La recente partita che ha visto Virtus bologna uscire sconfitta contro Parigi ha lasciato il segno nel team tecnico. Il coach Nenad Jakovljević ha cercato di offrire una lettura lucida e pragmatica dell’incontro, sottolineando soprattutto il confronto sul piano fisico.
In conferenza il tecnico ha spiegato che la gara ha messo in luce differenze nette nella capacità di sopportare e rispondere alla durezza del gioco avversario, un aspetto che diventa decisivo nelle partite ad alto livello.
Più che la singola serata, a preoccupare è stata la difficoltà della squadra ad adattarsi a un modo di giocare che spinge spesso al limite del contatto.
Jakovljević ha evidenziato come questa esperienza possa funzionare da banco di prova per comprendere che tipo di fisicità la Virtus dovrà sviluppare, e che la risposta corretta passa inevitabilmente dall’allenamento quotidiano. Ha inoltre ribadito la necessità di non trasformare la critica in scoramento, ma in lavoro concreto sul campo.
Analisi della prestazione in campo
Nel commento post partita il tecnico ha messo l’accento sulla capacità di reggere il ritmo e il contatto imposto da Parigi. La squadra avversaria ha adottato uno stile molto fisico, spesso «al limite del fallo», e questo ha costretto la Virtus a rincorrere gli avversari su ogni palla. Il risultato è stato un controllo del ritmo che non è riuscito a oscillare a favore dei padroni di casa: Jakovljević ha osservato che non si è trovata la giusta risposta né sul piano mentale né su quello fisico, e che la lettura della partita è servita a mettere in chiaro quali aspetti tecnici e atletici vanno migliorati.
L’importanza della fisicità
Per il coach la parola fisicità non è soltanto contatto: indica anche resistenza, aggressività difensiva, e la capacità di giocare con convinzione nel traffico sotto canestro. Ha specificato che l’adattamento tattico deve accompagnarsi a un potenziamento muscolare e a esercitazioni mirate che ricreino pressione e contatti simili a quelli incontrati. In sostanza, quanto accaduto con Parigi fornisce un modello pratico per strutturare sedute che aumentino la confidenza dei giocatori nei duelli corpo a corpo e nelle situazioni di contatto prolungato.
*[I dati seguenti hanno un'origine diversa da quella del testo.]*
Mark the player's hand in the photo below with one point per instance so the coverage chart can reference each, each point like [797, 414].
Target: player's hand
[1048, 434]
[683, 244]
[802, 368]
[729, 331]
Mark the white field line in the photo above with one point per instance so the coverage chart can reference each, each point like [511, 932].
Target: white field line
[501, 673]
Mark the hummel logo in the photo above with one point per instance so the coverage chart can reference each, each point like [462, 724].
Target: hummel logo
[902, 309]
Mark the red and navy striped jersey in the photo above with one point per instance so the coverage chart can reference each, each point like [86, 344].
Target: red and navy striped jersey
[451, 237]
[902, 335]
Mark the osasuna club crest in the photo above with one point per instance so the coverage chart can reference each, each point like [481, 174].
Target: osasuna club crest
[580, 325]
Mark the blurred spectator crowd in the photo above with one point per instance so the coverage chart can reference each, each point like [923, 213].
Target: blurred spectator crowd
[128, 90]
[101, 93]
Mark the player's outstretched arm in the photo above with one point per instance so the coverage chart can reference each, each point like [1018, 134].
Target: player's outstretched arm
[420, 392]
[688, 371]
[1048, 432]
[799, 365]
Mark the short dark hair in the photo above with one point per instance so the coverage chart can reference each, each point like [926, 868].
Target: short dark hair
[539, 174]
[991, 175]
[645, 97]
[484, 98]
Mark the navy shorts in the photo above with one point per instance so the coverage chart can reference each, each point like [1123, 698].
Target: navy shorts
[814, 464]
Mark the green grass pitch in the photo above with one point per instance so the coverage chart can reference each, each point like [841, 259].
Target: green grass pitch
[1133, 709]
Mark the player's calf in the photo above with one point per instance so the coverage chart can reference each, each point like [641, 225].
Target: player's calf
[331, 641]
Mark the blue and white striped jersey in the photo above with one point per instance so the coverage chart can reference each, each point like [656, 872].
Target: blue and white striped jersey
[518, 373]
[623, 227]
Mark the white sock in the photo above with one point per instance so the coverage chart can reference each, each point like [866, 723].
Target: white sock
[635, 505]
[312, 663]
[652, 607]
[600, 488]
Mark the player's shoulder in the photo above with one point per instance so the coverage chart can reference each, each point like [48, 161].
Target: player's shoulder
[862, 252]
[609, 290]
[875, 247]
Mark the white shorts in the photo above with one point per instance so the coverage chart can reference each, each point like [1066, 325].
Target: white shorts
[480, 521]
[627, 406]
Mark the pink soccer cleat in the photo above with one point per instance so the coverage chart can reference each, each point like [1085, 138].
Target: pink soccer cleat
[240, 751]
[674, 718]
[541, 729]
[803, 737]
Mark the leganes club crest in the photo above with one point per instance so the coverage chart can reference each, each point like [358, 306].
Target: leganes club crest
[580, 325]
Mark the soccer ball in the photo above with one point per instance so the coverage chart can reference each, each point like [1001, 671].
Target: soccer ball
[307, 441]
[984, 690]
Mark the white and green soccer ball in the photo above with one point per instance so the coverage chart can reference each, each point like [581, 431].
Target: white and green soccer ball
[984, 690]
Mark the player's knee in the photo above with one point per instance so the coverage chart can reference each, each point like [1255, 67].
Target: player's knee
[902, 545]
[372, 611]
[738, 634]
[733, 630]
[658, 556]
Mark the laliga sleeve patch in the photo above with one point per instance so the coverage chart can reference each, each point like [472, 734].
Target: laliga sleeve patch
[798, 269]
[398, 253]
Il ruolo di Jakovljević come head coach
Jakovljević ha anche parlato del suo avvio da capo allenatore: la partenza è stata caratterizzata da entusiasmo ma anche da un approccio misurato. Conoscendo già l’ambiente e il gruppo, il tecnico ha preferito mantenere continuità più che rivoluzioni, dando priorità alla fiducia dei giocatori e a scelte che valorizzassero il gruppo. Questo non significa assenza di cambiamenti, ma piuttosto un progetto graduale in cui le modifiche vengono introdotte per migliorare la performance senza destabilizzare la squadra.
Cosa significa per il progetto stagionale
Dal punto di vista strategico, Jakovljević ha ricordato che ci sono «molte cose da migliorare» per centrare gli obiettivi stagionali. Il messaggio è chiaro: serve lavoro mirato, pazienza e applicazione quotidiana in palestra. Ha sottolineato l’importanza di iniziare dalle basi — intensità, movimenti senza palla, contatti e lettura difensiva — e di trasformare le criticità emerse in punti fermi per il futuro. In questo senso la sconfitta diventa uno strumento di crescita più che un motivo di scoraggiamento.
Prospettive pratiche e conclusione
In chiusura, l’allenatore ha elaborato una linea d’azione concreta: prendere la partita come caso di studio e lavorare a ritmi elevati in allenamento per ricreare gli stimoli incontrati. L’obiettivo dichiarato rimane ambizioso ma chiaro: alzare il livello di contatto e reattività per essere pronti ai prossimi scontri. Se la lettura dei problemi sarà accompagnata da esercizi specifici e da un piano che privilegi la crescita fisica e mentale, secondo Jakovljević la squadra potrà ritrovare competitività e avvicinarsi ai traguardi prefissati.